Thursday, July 9, 2015

The Music of Flame: The Orchestral Music of Alexander Scriabin


Imagine this, if you will: a gorgeous, pre-Raphaelite temple (to no particular god) set amidst the sublime landscape of the Himalayas.  You arrive for the performance of a lifetime—namely, Alexander Scriabin’s magnum opus, Mysterium, a work for orchestra, chorus, soloists, dancers, odors, colors, and perhaps the earth itself, which is to last an entire week.  At the conclusion of the work, the audience, along with the performers and the composer himself will die—ascending to the heavens in a state of cosmic bliss.

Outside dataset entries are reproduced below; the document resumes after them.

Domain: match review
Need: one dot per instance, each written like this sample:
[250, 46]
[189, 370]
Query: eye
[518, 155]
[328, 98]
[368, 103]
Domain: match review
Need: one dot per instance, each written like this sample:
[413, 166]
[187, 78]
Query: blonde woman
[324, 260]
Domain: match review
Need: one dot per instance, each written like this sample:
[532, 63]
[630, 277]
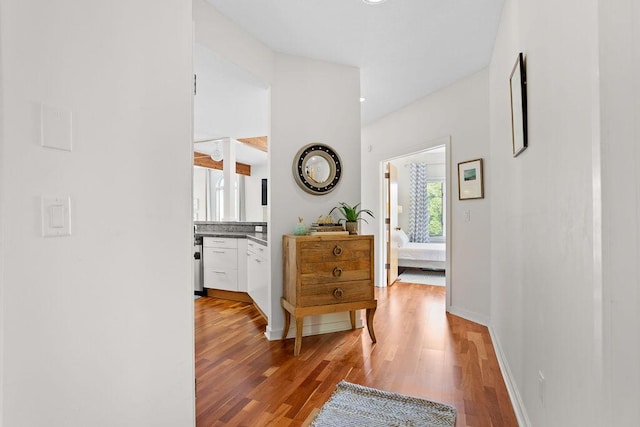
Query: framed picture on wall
[518, 87]
[470, 180]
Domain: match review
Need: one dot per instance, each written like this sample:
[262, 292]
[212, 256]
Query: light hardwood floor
[244, 380]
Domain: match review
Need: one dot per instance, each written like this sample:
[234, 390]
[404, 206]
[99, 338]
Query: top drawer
[331, 251]
[220, 242]
[257, 248]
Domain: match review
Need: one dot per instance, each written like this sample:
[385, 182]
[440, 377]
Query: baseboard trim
[512, 388]
[469, 315]
[230, 295]
[317, 325]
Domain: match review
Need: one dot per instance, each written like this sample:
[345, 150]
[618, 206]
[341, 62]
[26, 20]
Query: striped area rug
[354, 405]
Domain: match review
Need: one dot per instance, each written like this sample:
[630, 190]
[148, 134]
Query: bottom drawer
[335, 293]
[221, 279]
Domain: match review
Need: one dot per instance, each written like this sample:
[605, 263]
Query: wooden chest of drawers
[327, 274]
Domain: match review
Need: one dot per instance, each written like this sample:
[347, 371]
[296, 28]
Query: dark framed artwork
[470, 180]
[518, 88]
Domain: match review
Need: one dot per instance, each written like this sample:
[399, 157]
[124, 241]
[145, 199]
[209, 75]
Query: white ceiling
[406, 49]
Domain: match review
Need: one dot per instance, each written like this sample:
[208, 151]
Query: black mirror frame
[299, 169]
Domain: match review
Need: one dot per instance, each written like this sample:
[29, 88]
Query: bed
[430, 256]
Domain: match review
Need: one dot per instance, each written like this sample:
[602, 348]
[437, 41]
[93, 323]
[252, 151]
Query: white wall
[619, 24]
[226, 39]
[98, 327]
[312, 101]
[253, 192]
[545, 305]
[199, 193]
[459, 111]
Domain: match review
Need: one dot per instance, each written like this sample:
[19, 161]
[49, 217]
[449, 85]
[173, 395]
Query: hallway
[245, 380]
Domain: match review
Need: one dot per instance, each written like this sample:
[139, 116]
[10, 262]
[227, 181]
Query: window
[435, 196]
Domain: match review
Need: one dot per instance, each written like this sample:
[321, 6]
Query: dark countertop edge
[234, 223]
[257, 237]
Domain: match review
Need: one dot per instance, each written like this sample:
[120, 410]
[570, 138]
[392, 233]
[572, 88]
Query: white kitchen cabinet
[258, 275]
[220, 263]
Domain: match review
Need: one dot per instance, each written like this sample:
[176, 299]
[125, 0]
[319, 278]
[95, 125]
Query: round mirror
[317, 168]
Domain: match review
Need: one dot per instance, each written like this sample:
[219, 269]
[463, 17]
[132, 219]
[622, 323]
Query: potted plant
[351, 215]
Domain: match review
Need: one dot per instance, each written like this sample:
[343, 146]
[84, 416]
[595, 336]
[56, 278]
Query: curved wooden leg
[298, 343]
[370, 313]
[287, 324]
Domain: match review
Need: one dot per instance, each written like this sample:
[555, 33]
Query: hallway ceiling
[406, 49]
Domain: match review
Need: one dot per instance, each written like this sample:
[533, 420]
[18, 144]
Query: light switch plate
[56, 216]
[55, 127]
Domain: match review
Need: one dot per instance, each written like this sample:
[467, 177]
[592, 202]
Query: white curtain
[418, 203]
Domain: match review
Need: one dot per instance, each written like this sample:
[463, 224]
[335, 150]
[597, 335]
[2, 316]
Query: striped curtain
[418, 203]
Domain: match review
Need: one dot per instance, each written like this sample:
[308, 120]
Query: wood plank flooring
[244, 380]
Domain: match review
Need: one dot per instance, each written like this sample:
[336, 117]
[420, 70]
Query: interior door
[391, 221]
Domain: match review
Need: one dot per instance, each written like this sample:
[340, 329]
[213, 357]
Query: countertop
[258, 237]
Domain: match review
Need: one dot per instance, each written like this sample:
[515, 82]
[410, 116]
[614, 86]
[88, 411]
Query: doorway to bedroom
[417, 199]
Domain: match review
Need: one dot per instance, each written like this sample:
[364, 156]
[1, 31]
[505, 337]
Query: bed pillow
[401, 238]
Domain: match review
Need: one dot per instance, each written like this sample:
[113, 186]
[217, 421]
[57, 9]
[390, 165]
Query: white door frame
[381, 236]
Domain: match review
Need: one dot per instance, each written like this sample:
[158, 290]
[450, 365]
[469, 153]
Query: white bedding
[422, 252]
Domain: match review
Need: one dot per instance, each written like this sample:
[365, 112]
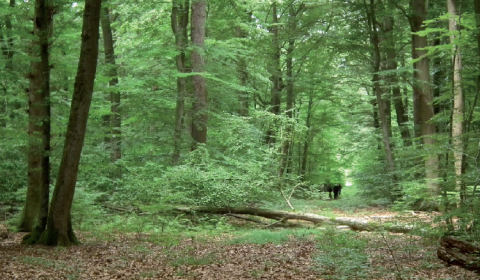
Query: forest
[239, 139]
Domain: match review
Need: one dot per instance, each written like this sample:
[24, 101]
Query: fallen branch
[247, 219]
[354, 224]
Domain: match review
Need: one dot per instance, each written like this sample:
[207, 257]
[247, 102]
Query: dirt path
[134, 257]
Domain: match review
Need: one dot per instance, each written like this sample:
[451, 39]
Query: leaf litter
[136, 256]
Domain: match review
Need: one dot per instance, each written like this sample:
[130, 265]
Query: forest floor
[335, 254]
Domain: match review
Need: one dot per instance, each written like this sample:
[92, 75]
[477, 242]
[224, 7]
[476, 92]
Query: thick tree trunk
[354, 224]
[8, 51]
[275, 73]
[308, 139]
[179, 17]
[115, 116]
[200, 106]
[458, 111]
[35, 211]
[423, 108]
[243, 95]
[59, 228]
[384, 120]
[454, 251]
[287, 142]
[402, 117]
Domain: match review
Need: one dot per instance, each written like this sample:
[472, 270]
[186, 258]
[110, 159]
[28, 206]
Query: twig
[279, 221]
[247, 218]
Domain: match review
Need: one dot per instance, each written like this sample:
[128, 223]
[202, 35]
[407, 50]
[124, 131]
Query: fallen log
[354, 224]
[454, 251]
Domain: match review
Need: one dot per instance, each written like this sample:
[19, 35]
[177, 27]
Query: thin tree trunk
[290, 91]
[34, 215]
[458, 111]
[378, 92]
[307, 139]
[59, 229]
[422, 95]
[179, 17]
[275, 73]
[200, 106]
[8, 51]
[115, 116]
[401, 113]
[243, 95]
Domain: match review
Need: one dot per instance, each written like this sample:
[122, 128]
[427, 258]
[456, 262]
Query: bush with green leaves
[342, 255]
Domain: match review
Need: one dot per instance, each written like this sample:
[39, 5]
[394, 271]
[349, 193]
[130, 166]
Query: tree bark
[308, 139]
[402, 117]
[115, 116]
[8, 51]
[354, 224]
[454, 251]
[384, 121]
[179, 17]
[34, 215]
[59, 228]
[458, 106]
[422, 96]
[200, 106]
[287, 142]
[243, 95]
[275, 74]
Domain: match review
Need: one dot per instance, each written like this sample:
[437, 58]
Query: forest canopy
[235, 103]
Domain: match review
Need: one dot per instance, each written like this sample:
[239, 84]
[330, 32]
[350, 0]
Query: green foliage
[264, 236]
[342, 255]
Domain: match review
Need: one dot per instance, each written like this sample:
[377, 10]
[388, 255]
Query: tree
[458, 107]
[35, 211]
[422, 96]
[115, 118]
[179, 24]
[275, 72]
[384, 121]
[59, 229]
[200, 105]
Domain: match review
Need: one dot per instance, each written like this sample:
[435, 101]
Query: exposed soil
[138, 256]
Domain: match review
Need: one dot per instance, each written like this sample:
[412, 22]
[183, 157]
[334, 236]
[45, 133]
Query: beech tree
[34, 214]
[59, 229]
[200, 104]
[179, 23]
[422, 96]
[115, 116]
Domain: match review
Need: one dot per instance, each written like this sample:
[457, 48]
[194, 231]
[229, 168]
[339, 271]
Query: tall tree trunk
[401, 113]
[384, 121]
[422, 95]
[200, 106]
[8, 51]
[179, 17]
[115, 115]
[242, 71]
[35, 211]
[458, 111]
[290, 91]
[307, 139]
[59, 229]
[275, 73]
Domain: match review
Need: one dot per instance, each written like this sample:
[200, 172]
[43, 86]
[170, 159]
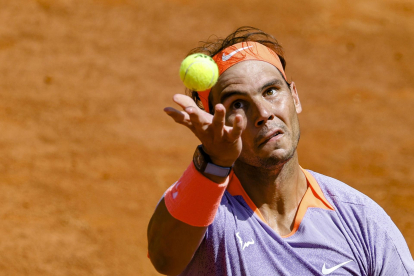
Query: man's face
[257, 91]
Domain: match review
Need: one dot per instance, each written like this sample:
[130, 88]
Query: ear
[295, 96]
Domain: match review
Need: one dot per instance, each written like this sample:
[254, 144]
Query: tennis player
[244, 206]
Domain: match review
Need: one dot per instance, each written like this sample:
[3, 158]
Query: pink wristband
[194, 199]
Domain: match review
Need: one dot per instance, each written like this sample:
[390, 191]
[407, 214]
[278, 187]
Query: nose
[264, 113]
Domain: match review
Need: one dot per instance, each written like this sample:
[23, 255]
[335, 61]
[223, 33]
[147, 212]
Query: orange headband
[241, 52]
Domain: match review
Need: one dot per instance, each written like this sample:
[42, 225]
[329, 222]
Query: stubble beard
[272, 162]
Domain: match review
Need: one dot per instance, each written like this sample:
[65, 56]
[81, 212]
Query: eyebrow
[228, 94]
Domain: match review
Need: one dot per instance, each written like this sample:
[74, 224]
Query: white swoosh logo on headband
[227, 57]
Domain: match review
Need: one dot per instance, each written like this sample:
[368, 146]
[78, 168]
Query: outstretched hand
[221, 142]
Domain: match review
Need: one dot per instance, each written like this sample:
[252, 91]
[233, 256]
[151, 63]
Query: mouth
[274, 135]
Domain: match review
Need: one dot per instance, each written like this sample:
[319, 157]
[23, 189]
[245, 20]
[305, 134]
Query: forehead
[246, 76]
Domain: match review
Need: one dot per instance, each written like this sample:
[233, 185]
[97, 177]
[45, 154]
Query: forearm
[181, 219]
[171, 243]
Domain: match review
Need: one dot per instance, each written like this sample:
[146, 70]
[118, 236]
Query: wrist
[205, 165]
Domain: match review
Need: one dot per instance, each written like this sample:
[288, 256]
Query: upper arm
[389, 251]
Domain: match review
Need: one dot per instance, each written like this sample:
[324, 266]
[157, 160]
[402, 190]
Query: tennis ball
[198, 72]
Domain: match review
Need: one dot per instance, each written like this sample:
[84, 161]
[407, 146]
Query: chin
[275, 160]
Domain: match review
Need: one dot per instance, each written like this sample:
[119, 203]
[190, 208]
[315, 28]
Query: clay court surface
[86, 150]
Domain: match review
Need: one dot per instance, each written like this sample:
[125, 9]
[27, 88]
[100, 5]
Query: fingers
[184, 101]
[219, 117]
[237, 129]
[178, 116]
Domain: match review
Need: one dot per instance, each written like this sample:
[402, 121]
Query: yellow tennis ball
[199, 72]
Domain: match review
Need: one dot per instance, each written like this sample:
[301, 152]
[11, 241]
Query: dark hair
[242, 34]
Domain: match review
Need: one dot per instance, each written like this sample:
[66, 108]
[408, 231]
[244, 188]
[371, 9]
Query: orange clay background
[86, 150]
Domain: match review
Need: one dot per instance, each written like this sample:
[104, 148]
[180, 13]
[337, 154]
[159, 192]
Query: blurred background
[86, 150]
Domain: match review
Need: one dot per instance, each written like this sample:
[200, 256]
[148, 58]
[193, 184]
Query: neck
[277, 192]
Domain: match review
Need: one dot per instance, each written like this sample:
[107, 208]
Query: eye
[270, 92]
[237, 105]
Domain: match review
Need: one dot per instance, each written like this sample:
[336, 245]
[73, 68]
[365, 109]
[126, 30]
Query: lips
[270, 135]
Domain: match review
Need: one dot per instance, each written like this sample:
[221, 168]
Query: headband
[241, 52]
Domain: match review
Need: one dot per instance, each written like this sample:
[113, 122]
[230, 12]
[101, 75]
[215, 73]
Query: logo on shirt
[243, 244]
[326, 271]
[176, 192]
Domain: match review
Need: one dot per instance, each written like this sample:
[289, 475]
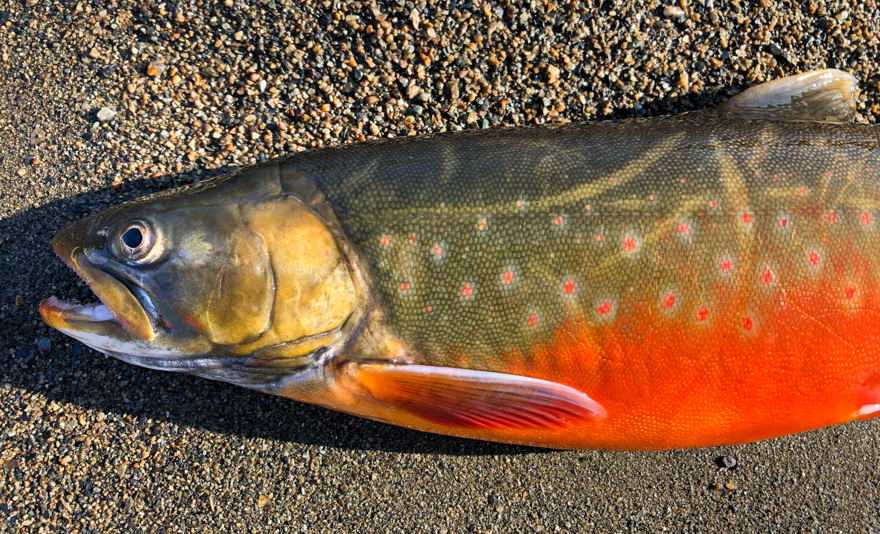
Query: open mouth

In other words, the end of the world.  A kitschy bit of 21st century avant-garde postmodern performance art?  Hardly...it was a work Scriabin conceived around 1909 and worked on feverishly until his death in 1915.  Scriabin began life as a virtuoso-composer in the mold of Chopin or Liszt, writing conventionally perfumed piano music in traditional forms—Preludes, Mazurkas, Etudes.  After an apprentice period which also saw the composition of two symphonies and a piano concerto, Scriabin immersed himself in the writings of Nietszche and conceived more grandiose ambitions for his music.  This only intensified once he became a member of the Theosophical Society and sought to embody the beliefs of Madame Blavatsky in art.  His piano music all-but departed from tonality, and he invented what he termed the “chord of the pleorma” (later called the “mystic chord”) which became the basis for many late compositions.  [read more about it here: https://en.wikipedia.org/wiki/Mystic_chord].  Indeed, his middle and late music seemed to be as much about sight and smell as music itself, and he developed an elaborate system of colors correlating to each musical note (a system that other contemporaries, such as Rimsky-Korsakov, also espoused).  By the turn of the century, Scriabin seemed poised to be the messiah of a new branch of composition that would change music—and indeed, the world—forever.  But it was not to be: he tragically died of a lip infection at the tragically young age of 43, before many of his ideas could reach fruition.